Aestas alturas, les supongo enterados del llamado escándalo de las preferentes, un asunto que tiene angustiadas a un millón de familias españolas. Sus ahorros están hoy en el aire como consecuencia de haberlos invertido en productos complejos y de riesgo elevado, impropios para ellas, a instancias, casi siempre, de empleados de bancos y cajas que abusaron de su confianza. El hecho de que gran parte de los afectados sean personas de edad avanzada agrava lo que, al menos, ya cabe calificar de práctica irregular, inadmisible, a mi juicio, en un sistema bancario respetable y eficazmente controlado.

Partamos del origen: las participaciones preferentes son títulos híbridos, a medio camino entre las acciones y la renta fija. Por supuesto nada tienen que ver con los depósitos bancarios: no están cubiertas por el Fondo de Garantía; pueden no pagar intereses (si no hay beneficios o no se reparten dividendos); y, finalmente, no son de fácil liquidez (tienen que venderse a otro inversor, naturalmente al precio que éste oferte). Con esas características, asombra que en mayo de 2011, 22.734 millones de euros hubieran optado por refugiarse en tan incierto abrigo. En este momento -lo dice CNMV-, después de que varias entidades (BBVA, Santander, Sabadell, CaixaBank) hayan materializado diferentes operaciones de canje, el saldo vivo de las preferentes alcanza los 11.300 millones de euros.

Y es que, en parte por la presión de la clientela, pero también para resolver sus propios problemas (las preferentes no computan a la hora de cumplir las nuevas exigencias de solvencia), las entidades implicadas están proponiendo salidas de muy diverso tipo: intercambiarlas por acciones; hacerlo por obligaciones convertibles; hacerlo por éstas en una proporción y por deuda subordinada en otra; y hasta -la broma no tiene ninguna gracia- conceder a cambio un préstamo a bajo interés al rescatado. Quizá porque se vislumbran pocas esperanzas, todas están funcionando con notable éxito, a pesar de que, de nuevo, se están utilizando instrumentos inapropiados, gravosos o inseguros. No obstante, la cuantía del primer disparate es aún muy elevada.

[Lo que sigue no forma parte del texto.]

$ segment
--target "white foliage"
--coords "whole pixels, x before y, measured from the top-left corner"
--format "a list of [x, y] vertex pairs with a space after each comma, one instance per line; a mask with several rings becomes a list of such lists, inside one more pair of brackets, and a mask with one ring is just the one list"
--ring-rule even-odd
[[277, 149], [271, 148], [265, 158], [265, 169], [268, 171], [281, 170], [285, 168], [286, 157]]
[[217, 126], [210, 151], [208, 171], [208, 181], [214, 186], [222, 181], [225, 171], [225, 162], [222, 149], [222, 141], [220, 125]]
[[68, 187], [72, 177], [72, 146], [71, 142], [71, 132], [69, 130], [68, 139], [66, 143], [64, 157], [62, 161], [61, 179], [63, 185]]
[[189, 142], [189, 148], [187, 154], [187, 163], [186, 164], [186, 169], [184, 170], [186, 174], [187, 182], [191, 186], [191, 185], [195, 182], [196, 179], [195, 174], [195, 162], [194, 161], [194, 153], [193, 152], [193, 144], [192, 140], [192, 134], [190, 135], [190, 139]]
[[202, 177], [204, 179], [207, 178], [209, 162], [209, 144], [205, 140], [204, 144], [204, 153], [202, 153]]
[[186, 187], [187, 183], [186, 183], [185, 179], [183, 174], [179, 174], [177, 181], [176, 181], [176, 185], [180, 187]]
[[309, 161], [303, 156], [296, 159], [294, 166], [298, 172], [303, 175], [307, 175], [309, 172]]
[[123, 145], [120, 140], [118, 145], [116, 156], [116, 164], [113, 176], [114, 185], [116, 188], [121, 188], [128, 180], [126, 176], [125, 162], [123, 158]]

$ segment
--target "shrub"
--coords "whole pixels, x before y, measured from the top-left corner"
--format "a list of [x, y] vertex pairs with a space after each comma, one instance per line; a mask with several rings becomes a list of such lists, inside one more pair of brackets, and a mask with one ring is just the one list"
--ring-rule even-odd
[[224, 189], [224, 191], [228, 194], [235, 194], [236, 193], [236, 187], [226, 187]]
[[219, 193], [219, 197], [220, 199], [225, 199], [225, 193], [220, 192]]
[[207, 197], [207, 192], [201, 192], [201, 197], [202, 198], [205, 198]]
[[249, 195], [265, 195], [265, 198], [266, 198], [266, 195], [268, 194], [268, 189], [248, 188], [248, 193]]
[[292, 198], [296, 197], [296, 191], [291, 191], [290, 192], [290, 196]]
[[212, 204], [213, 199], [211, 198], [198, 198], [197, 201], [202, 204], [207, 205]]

Hay casos verdaderamente sangrantes. Lo cierto es que nadie, o casi, ha respetado la obligación legal de comprobar los conocimientos financieros del cliente. Sin esa constatación, quien haya animado a un anciano a que se juegue su dinero en inventos que ni comprende ni quiere, es un canalla y un estafador. Por eso, y porque la impunidad no puede continuar imperando, habría que facilitar que se instara la revisión, judicial y administrativa, de todas estas operaciones, para, en su caso, imponer las sanciones oportunas y conseguir la nulidad de cuantas resulten dudosas. Así debería procurarlo un Gobierno que se dice de todos, en nombre de la justicia, de la ética y, al cabo, de esa seriedad que, según proclama, acaba de reinstaurar.